A novelist, a designer, a developer, a business owner, a woodworker, a father, and now I guess, a blogger. Just a small list of the different thoughts that have popped into my head for things I felt like I need to pursue. Do all these things excite me? Sure. Do I believe I will be any good at all of them? Absolutely not. But do I think I can (or should) try them all? Maybe, but I realistically know that it is probably a bad idea, or at least that it would be a long path of wasted time and increased frustrations that will almost inevitably lead to another spell of creative block.

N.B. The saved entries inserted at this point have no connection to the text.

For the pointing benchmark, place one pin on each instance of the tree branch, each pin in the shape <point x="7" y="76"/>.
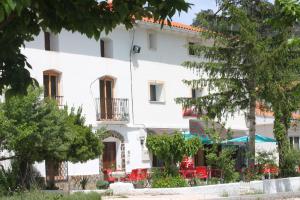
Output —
<point x="7" y="158"/>
<point x="7" y="21"/>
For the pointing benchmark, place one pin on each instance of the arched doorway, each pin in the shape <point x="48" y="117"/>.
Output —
<point x="106" y="85"/>
<point x="113" y="156"/>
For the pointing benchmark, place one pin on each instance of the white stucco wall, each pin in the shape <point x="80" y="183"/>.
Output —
<point x="80" y="64"/>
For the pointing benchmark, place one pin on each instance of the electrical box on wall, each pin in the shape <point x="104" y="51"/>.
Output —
<point x="145" y="155"/>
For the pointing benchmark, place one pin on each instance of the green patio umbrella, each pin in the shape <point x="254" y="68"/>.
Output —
<point x="245" y="139"/>
<point x="204" y="139"/>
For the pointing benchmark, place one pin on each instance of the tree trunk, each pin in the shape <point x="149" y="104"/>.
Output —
<point x="252" y="130"/>
<point x="50" y="174"/>
<point x="281" y="126"/>
<point x="23" y="167"/>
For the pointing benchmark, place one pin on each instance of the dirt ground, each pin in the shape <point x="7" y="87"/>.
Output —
<point x="169" y="197"/>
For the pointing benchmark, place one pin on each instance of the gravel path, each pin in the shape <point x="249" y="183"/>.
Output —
<point x="193" y="197"/>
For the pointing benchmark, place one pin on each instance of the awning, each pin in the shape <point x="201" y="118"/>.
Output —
<point x="244" y="139"/>
<point x="203" y="138"/>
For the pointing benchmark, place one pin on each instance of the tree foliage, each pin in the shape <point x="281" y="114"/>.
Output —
<point x="36" y="130"/>
<point x="231" y="60"/>
<point x="280" y="86"/>
<point x="21" y="20"/>
<point x="171" y="149"/>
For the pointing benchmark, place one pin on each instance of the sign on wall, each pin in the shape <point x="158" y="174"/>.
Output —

It’s been like this as long as I can remember, my brain feeds on collecting shiny new ideas at every chance each more tempting to obsess over than the last. The result is just a whole lot of started side projects that are unfinished, leaving a nasty sense of dissatisfaction at achieving so little, and failing at so much.

So how do I quiet the noises in my mind down?

I’ve been thinking of a way to organise my thoughts a little bit and realised that the keyword is just that: organise. Having tons of scattered thoughts just running amok in one tiny brain can’t be good or healthy or productive, and so the first step to organise and declutter things is to get a pen and paper (literally or proverbially) and jot down a list of targets or things that I need or want to do, with absolutely zero regard for whether or not they are short or long-term goals. Having things written down in front of me has always helped, but of course it’s in no way a guaranteed measure of success.

Next comes the prioritisation. Let’s not complicate this too much and use a very simple filtering process in the form of 2 key questions: 

  1. Is there enough time and money to do this? 
  2. Will doing it bring you joy?

If the answer to both questions is ‘yes’ then this item goes in the “Doable” list, otherwise it is parked in the “Maybe later”. There is a famous story attributed to Warren Buffet that he once gave advice to one of his employees to highlight only 5 items out of a list of 25 goals, the idea being to only focus on the 5 items, and the remaining 20 go into an “Avoid-At-All-Cost” list, seeing as they are considered time wasters and distractions away from the goals that really matter.

There is some substance to that, but I personally think that the full list of priorities should be a living document that changes with time. We all evolve over time, it is absolutely essential that we accept that our priorities evolve with us too. Make it a point to revisit this list from time to time (say, once a year) and critically assess what’s on it. It would be a solid gauge on how much you’ve grown and changed over time by seeing which items remain unfinished priorities, and which have been completed. But equally important is to assess how the importance of some items change, remove targets which do not matter anymore and add new ones that do.

Focus.

This is critical. Now that a “Doable” list exists, it has become a responsibility to address what is on it. Focus is a muscle that needs to be exercised, it doesn’t come naturally at least to me. I expect that the first tackling the first couple of items on this list will be brutal because I need to force myself to focus on one task at a time. I accept that some new whims and attractive distractions will try to tempt me, but these have to go through the same 2-question filter as above, and if they are added to the list then they will remain on the list untouched until the target at hand is completed.

You need to have only one active task a time, and to grow through the list this is the only way forward.

Accept imperfections

There is no avoiding flaws and even failures, that is also a nasty realisation to accept. Mistakes will be made and failures will be endured, but that is definitely no excuse to let dwelling on them consume our entire world-view and how we perceive ourselves and our value. It’s not easy to unlink failure with our self-worth, but this is definitely one item that will be on the top of my “Doable” list, all else depends on it.